Lines 42-43 and 61-62: The authors mention five African countries where most malaria infections and malaria-associated deaths occur: “> 50% of global malaria infections are reported from only five countries: Nigeria,…” and “with Nigeria… accounting for > 50% of deaths.” Do the authors mean >50% of malaria infections in lines 42-43 and >50% of death in lines 61-62 occur in five African countries? Please double check for accuracy based on WHO documents.

Authors’ comment:
Yes, based on WHO World Malaria Report 2021, in the five African countries mentioned in the article (Nigeria, the Democratic Republic of the Congo, Uganda, Mozambique, and Angola) >50% world malaria infections and >50% world malaria deaths are reported.In detail:
malaria infections (Nigeria 27%, the Democratic Republic of the Congo 12%, Uganda 5%, Mozambique 4%, Angola 3.4%)
malaria deaths (Nigeria 27%, the Democratic Republic of the Congo 12%, Uganda 5%, Mozambique 4%, Angola 3%)

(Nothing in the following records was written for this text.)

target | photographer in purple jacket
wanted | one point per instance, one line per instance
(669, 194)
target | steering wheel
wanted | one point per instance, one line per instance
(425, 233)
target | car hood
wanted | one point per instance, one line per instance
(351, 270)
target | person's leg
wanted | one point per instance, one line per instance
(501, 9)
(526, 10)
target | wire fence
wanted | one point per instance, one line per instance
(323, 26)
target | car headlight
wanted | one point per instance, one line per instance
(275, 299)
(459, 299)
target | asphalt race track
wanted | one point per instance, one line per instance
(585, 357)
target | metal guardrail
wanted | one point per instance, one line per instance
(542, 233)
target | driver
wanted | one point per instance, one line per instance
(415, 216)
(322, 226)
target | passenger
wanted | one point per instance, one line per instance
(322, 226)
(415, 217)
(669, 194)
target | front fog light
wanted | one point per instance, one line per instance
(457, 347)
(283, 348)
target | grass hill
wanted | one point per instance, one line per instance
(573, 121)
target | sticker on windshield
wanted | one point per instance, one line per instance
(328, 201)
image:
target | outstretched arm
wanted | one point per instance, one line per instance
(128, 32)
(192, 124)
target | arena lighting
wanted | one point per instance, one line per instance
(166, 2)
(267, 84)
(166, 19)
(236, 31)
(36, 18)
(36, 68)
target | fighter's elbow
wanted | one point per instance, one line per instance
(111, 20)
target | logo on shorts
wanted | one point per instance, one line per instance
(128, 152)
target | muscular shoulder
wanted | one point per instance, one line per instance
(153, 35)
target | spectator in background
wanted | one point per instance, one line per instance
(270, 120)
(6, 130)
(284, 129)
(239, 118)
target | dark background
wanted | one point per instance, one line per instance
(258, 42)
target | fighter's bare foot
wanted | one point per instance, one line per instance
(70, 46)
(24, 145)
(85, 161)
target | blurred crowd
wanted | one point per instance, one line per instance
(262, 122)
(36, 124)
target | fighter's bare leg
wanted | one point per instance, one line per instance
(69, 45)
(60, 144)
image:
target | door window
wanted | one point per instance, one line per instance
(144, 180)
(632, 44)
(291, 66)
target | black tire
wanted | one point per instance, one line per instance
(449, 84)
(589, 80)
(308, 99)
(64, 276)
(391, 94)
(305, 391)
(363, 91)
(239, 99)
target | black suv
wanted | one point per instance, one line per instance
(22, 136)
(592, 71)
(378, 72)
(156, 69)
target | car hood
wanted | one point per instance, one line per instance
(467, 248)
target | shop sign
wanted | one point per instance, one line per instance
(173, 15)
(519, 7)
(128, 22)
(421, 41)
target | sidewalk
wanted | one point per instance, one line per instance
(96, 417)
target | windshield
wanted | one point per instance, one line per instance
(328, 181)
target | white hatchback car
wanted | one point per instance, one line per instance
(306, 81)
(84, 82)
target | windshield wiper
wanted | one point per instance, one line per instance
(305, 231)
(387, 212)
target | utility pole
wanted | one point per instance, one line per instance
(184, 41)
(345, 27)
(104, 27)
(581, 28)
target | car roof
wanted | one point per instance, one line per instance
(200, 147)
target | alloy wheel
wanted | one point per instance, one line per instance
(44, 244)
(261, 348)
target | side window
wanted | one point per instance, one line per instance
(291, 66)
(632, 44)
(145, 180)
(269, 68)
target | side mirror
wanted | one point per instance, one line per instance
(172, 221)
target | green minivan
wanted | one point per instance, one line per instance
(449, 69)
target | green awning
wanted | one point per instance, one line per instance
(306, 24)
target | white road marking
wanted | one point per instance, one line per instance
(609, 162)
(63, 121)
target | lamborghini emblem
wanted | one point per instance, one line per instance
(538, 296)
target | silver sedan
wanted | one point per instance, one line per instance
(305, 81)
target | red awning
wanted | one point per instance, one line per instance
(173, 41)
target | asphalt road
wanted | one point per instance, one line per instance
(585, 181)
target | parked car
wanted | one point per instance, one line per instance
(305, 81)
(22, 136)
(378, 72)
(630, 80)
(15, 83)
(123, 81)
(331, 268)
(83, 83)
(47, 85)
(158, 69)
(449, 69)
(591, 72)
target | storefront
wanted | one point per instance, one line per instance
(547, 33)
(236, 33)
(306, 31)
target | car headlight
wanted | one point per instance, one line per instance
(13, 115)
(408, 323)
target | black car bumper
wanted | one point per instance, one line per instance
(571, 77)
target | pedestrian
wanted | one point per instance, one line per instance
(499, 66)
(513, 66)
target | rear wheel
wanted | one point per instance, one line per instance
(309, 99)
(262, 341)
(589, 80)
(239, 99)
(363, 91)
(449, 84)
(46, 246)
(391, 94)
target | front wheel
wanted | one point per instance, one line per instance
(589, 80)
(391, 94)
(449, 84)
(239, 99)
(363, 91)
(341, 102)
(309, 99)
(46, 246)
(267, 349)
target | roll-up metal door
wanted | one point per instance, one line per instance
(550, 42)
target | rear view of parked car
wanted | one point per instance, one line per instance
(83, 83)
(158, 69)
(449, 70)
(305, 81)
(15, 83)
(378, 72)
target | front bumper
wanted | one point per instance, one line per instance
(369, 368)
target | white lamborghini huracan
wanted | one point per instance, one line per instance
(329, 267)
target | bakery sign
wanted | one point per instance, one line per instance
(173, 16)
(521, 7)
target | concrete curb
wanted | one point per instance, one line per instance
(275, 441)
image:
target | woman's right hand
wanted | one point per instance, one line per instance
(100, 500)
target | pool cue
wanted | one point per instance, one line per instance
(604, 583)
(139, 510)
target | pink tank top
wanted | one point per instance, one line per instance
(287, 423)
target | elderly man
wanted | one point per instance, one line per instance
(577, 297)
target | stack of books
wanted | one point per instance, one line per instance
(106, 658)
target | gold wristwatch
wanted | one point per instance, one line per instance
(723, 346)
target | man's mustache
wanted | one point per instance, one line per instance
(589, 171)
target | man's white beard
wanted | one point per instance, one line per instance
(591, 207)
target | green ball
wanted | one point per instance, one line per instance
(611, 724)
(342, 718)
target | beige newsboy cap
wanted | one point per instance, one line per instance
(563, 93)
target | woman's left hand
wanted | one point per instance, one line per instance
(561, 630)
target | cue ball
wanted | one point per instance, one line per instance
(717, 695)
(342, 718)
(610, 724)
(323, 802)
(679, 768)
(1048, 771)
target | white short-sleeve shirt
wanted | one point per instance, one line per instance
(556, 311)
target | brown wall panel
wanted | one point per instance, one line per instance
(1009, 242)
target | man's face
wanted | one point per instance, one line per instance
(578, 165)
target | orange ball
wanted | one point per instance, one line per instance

Line 133: venous blood sample  Corrected (Line 109)

Line 287: A period after “milder signs and symptoms.” Then, start a new sentence “They may also be asymptomatic…” Corrected (Line 225)

Reviewer 3 Report

Authors revised the manuscript, but I have only a minor comment.

Minor comments

  1. “Pf”, “Pv” and “PAN” in table 3 and table 4 should be spelled out in the tables.

Author Response

Dear Reviewer,
Thank you very much for your review and valuable comments.

Comments and Suggestions for Authors:
Authors revised the manuscript, but I have only a minor comment.

Minor comments

“Pf”, “Pv” and “PAN” in table 3 and table 4 should be spelled out in the tables.